Todas las cosas que valen la pena y la gente no se da cuenta

  • Comunicador multifacético, experto en marketing y redes sociales y emprendedor por naturaleza.

Pensaba en la rabia social. En el enojo permanente, que por supuesto se justifica en torno a nuestras autoridades cuando uno ve noticias. A veces, uno cree que sólo con el acto de enojarse cambia algo. Que sólo con esa mala sensación que nos queda, y nos entrampa, está sucediendo lo distinto. No es así: es mucho mejor, por supuesto, tomar acción. Pertenecer a una organización, meterse a un partido o, simplemente, levantar una causa y conducirla a un lugar.

Toda la energía sobre el tema del perro “Cholito” es tan buena, tan sana y uno mira al final, tan poco utilizada. Es un Trending Topic, pero podría servirnos para hablar del maltrato y la violencia por la violencia. Pero no se toma muchas veces así, por desgracia: se vuelve sólo una especie de reclamo que queda en nuestra larga lista anual.

Y parece que a veces, nos estamos contaminado demasiado de esa rabia para creer que estamos haciendo algo inteligente, y no es inteligente solo dejarse llevar por el odio o la rabia. Es en realidad algo que nos va enredando en malos sentimientos y en gastar nuestra cabeza, nuestro disco duro mental, en un montón de sensaciones malas. Contaminados, a veces, nos creemos capaces de estar en una frecuencia mejor de lo que criticamos y no es así. No tiene lógica alguna pensar que el odio va a traer una solución.

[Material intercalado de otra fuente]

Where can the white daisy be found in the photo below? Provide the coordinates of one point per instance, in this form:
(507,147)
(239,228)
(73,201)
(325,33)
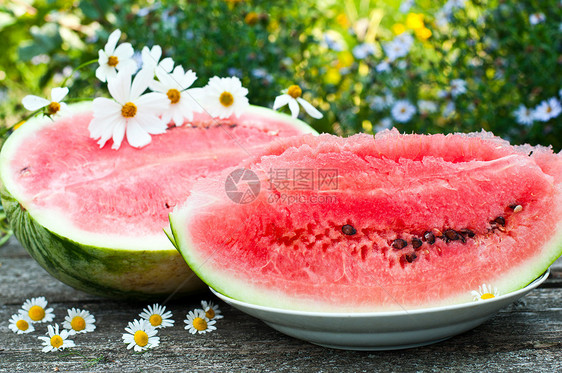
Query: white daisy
(54,106)
(222,97)
(182,100)
(36,309)
(458,87)
(363,50)
(197,322)
(402,111)
(547,110)
(485,292)
(113,58)
(212,311)
(524,115)
(79,321)
(292,97)
(427,107)
(21,324)
(536,18)
(157,316)
(383,66)
(140,335)
(151,59)
(56,341)
(130,112)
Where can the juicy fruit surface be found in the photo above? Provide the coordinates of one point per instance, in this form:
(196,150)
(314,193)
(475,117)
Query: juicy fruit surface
(130,192)
(411,221)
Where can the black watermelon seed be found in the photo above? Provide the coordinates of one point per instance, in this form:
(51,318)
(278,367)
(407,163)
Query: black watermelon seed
(467,232)
(416,243)
(451,235)
(429,237)
(349,230)
(500,220)
(410,257)
(399,244)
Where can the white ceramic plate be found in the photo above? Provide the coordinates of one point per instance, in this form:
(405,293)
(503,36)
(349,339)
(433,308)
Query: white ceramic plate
(381,330)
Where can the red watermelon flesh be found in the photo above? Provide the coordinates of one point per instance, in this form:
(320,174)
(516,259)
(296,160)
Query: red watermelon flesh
(67,179)
(411,221)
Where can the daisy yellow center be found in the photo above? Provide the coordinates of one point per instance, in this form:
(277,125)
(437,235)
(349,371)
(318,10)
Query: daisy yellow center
(113,61)
(174,95)
(78,323)
(199,324)
(22,325)
(141,338)
(56,341)
(294,91)
(210,313)
(155,320)
(226,99)
(36,313)
(53,108)
(129,110)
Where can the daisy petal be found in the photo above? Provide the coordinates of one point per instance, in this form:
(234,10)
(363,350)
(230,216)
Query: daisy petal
(58,93)
(32,103)
(311,110)
(294,107)
(281,101)
(112,41)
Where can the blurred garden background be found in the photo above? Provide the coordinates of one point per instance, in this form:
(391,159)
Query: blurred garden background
(420,66)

En general, la violencia trae más violencia y el odio lo mismo.

Nos entrampamos en una mermelada de malos sentimientos de la cual es difícil salir y en la que está de moda entrar. Está de moda insultar al otro por insultarlo. Genitalizar el reclamo siempre. Enfrentar la rabia o la injusticia desde las piedras. No desde construir ni generar algo que nos diferencie de lo poco humano. Estamos deshumanizados porque no vemos al otro, no lo encontramos, no dialogamos con él.

Poder hacer algo está en nuestras manos. Pero la gente no se da cuenta.

La gente no se da cuenta tampoco que puede ser feliz con poco, más que comprando. Que puede ahorrar si camina y decide un éxito que vaya más allá de exigirse con cosas. No sé si a veces a las personas se les va el valor de llamar un amigo por llamar a un amigo. Como un acto de transgresión de por sí, sin querer hacer un negocio, sin interés alguno. Saber cómo estás, qué te pasa, qué soñaste, alegrarse por un triunfo ajeno, conversar las cosas, que no te queden ahí, atravesadas.

Porque hay tantas cosas que se quedan ahí, como molestias, dibujadas, sin conversar ni deseo de arreglarse. Porque hay tanta competencia, miedo, temor, angustia.

Al final hay poco amor, porque las personas al final no buscan reflejar sus cambios desde lo novedoso y transgresor que es ser amable, de escuchar, de no buscar que el otro sienta miedo. El miedo pensamos que es una herramienta que algo va a modificar. Y, en general, no cambia nada. Sólo te tiene ahí, pensando en una alterna repetición lo malo que pasa, mientras la vida sigue su curso. Y tú pasas. ¿Vas a pasar lleno de miedo, odio y rabia?